7. In the instant case, the suit was filed in the name of the firm as plaintiff No. 1. The partners of the firm joined as plaintiffs 2 to 6 in the suit. These partners, therefore, did not invoke the provisions of Rule 1 of Order XXX of the Code of Civil Procedure. They could file the suit even without impleading their firm as plaintiff. The decree, which has been passed by the appellate court below is in favour of all the plaintiffs. One of the plaintiffs respondents died during the pendency. It is a settled law that the court will not proceed with the appeal (a) when the success of the appeal may lead to the court coming to a decision which may be in conflict with the decision between the appellant and the deceased-respondent and, therefore, it would lead to the court's passing a decree which will be contradictory to the decree which had become final with respect to the same subject-matter between the appellant and the deceased-respondent, (b) when the appellant could not have brought the action for the necessary relief against those respondents alone who are before the court and (c) when the decree against a surviving respondent, if the appeal succeeds, be ineffective, that is to say, it would not be successfully executed. If any one of these tests is satisfied the court may dismiss the appeal, see Pardip Srichand v. Jag-dish Prasad Kishan Chand, AIR 1966 SC 1427. In the absence of the legal representatives of the deceased-respondent the appellate court cannot determine anything between the appellant and the legal representatives which may affect the rights of the legal representatives under the decree. The effect of the abatement of an appeal is that the decree between the appellant and the deceased-respondent becomes final and the appellate court cannot, in any way, modify that decree directly or indirectly.

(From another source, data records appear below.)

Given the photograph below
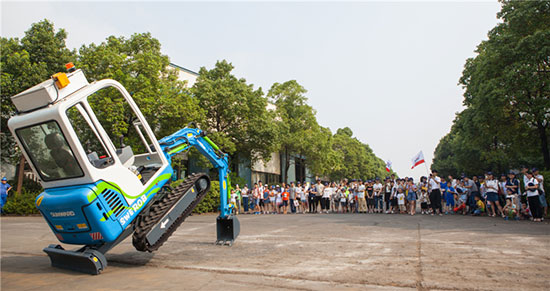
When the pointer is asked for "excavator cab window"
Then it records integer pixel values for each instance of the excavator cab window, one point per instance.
(51, 155)
(89, 137)
(126, 132)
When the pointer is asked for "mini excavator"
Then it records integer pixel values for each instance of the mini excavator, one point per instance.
(96, 193)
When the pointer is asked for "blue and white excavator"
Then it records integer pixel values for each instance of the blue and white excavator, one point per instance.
(96, 194)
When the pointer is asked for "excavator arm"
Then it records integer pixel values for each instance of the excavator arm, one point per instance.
(227, 225)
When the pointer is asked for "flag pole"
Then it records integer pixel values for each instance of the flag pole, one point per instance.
(426, 164)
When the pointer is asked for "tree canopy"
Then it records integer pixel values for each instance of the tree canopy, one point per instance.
(244, 121)
(26, 62)
(507, 97)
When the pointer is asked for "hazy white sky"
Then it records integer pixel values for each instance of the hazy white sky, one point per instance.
(387, 70)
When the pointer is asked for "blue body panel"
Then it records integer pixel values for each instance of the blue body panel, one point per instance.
(93, 214)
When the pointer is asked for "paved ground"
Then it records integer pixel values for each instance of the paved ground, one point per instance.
(307, 252)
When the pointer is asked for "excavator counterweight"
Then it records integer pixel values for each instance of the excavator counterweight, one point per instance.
(107, 178)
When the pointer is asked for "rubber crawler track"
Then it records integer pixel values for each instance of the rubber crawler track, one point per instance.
(160, 208)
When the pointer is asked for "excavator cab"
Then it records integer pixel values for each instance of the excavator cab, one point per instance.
(104, 172)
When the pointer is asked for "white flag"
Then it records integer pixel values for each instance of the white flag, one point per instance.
(418, 159)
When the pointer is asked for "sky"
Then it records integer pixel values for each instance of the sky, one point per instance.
(387, 70)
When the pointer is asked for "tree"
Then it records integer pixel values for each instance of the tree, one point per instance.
(236, 114)
(507, 95)
(138, 64)
(356, 159)
(299, 132)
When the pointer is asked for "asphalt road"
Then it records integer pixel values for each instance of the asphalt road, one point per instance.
(305, 252)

8. In the present case Mohan Lal Agarwal, the plaintiff No. 2 obtained a decree from the appellate court below against the defendant-appellant. Since the legal representatives of Mohan Lal Agarwal deceased have not been substituted in this appeal the decree in favour of Mohan Lal Agarwal has become final. The decree passed by the appellate court below is a joint decree in favour of all the plaintiffs and is indivisible inasmuch as it proceeds on a ground common to all the plaintiffs. The interests of the surviving respondents 3 to 6 and the deceased-respondent No. 2 were joint and indivisible. The impugned decree having become final so far as Mohan Lal Agarwal was concerned, the success of the appeal would lead to the passing of a decree which would be inconsistent and contradictory to the decree which has become final with respect to the same subject-matter between the appellant and the deceased-respondent. The first test mentioned heretofore is, therefore, satisfied. That being so, the appeal cannot be proceeded with and is to be dismissed.
9. The appeal is accordingly dismissed. In the circumstances of the case, I make no order as to costs.